Aligner
Englisch: aligner
Eine Anlage zur Herstellung von integrierten Schaltkreisen durch Präzisions-Photolithografie.
Aligner: die Maschine, die Schaltkreise auf Silizium druckt
Ein Aligner ist ein hochpräzises optisches Gerät, das Schaltkreismuster durch Photolithografie auf Halbleiterwafern überträgt. Er projiziert ein vergrößertes oder verkleinertes Abbild einer Photomaske auf eine lichtempfindliche Resistschicht auf der Wafferoberfläche und belichtet anschließend ausgewählte Bereiche mit ultraviolettem Licht. Der belichtete Resist wird je nach seiner chemischen Zusammensetzung gehärtet oder erweicht, wodurch nachfolgende Ätz- oder Abscheidungsschritte ermöglicht werden, um die integrierte Schaltung Schicht für Schicht aufzubauen.

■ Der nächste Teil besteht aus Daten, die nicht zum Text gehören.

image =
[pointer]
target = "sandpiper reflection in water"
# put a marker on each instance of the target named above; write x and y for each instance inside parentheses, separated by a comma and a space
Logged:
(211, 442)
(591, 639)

Kontakt- und Näherungsaligner dominierten die frühe Halbleiterherstellung. Ein Kontaktaligner drückt die Photomaske direkt gegen den mit Resist beschichteten Wafer und erreicht hohe Auflösung, riskiert aber Beschädigungen von Maske und Wafer. Ein Näherungsaligner hält einen kleinen Abstand, typischerweise 10 bis 25 Mikrometer, zwischen Maske und Wafer, wodurch Fehler durch Partikelverunreinigung reduziert werden. Projektionsaligner ersetzten diese Verfahren, indem sie UV-Licht durch eine Linse fokussierten, um das Maskenmuster ohne physischen Kontakt abzubilden, was größere Waferdurchmesser und feinere Strukturgrößen ermöglichte.

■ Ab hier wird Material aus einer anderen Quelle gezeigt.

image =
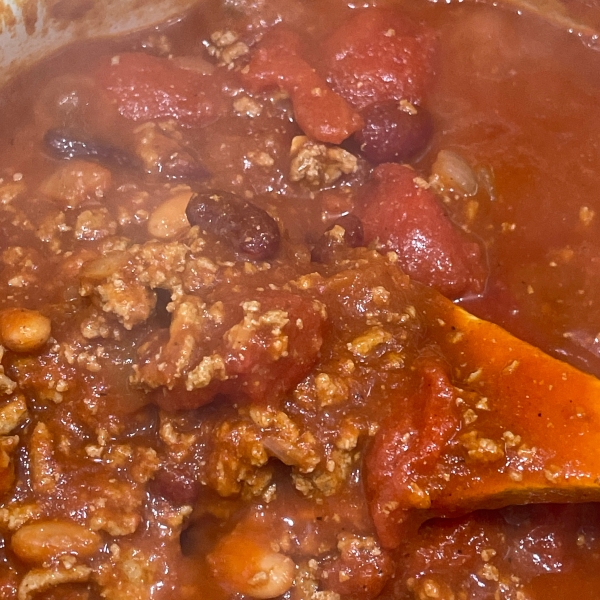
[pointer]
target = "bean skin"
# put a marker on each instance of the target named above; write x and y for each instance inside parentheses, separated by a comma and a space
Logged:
(352, 237)
(61, 143)
(392, 134)
(250, 229)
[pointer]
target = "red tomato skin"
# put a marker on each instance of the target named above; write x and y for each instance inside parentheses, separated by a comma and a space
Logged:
(322, 114)
(406, 448)
(379, 55)
(146, 87)
(403, 217)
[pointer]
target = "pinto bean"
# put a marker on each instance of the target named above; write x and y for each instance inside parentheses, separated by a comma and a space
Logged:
(345, 231)
(169, 218)
(394, 132)
(250, 568)
(23, 330)
(43, 541)
(61, 143)
(252, 230)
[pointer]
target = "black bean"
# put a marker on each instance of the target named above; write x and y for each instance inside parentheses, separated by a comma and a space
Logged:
(250, 229)
(391, 134)
(327, 245)
(64, 144)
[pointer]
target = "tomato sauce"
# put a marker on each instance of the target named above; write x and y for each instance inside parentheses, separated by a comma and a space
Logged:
(225, 245)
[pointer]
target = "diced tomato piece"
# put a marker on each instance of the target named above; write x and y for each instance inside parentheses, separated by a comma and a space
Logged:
(409, 220)
(380, 55)
(359, 572)
(146, 87)
(274, 358)
(321, 113)
(265, 354)
(406, 449)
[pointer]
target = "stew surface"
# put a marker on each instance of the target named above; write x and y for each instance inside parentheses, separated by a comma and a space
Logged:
(224, 245)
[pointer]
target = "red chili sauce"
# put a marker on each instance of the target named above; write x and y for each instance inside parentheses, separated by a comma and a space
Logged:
(216, 241)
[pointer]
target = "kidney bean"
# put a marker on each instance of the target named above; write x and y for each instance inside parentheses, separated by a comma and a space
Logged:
(333, 238)
(393, 134)
(250, 228)
(61, 143)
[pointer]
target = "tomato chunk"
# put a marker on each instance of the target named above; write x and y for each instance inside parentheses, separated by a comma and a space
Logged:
(264, 348)
(409, 220)
(406, 449)
(321, 113)
(380, 55)
(146, 87)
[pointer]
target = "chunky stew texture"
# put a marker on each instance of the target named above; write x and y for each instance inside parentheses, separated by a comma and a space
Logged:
(231, 366)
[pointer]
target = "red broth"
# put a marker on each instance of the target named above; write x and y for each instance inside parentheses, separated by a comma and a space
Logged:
(208, 325)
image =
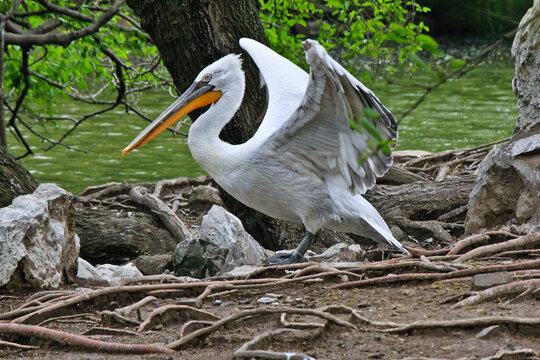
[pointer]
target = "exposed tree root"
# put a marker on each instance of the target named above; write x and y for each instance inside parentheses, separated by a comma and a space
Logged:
(464, 323)
(512, 288)
(79, 340)
(17, 346)
(440, 276)
(175, 312)
(520, 242)
(255, 312)
(246, 352)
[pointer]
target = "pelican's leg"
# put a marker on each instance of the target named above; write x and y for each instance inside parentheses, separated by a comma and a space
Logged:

Step-and-Repeat-Systeme, oder Stepper, nutzen Projektionsoptiken, um einen Die nach dem anderen zu belichten, dann wird die Waferbühne zur nächsten Position bewegt. Moderne Scanner kombinieren Schrittbewegungen mit kontinuierlichem Scannen unter der Projektionslinse, reduzieren die Belichtungszeit und verbessern den Durchsatz. Die Wellenlänge des UV-Lichts begrenzt die Strukturgröße: ältere Aligner verwendeten Quecksilberdampflampen bei 365 Nanometern oder 248 Nanometern, während fortgeschrittene Systeme Excimer-Laser bei 193 Nanometern oder 157 Nanometern für Strukturen unter 0,1 Mikrometer einsetzen.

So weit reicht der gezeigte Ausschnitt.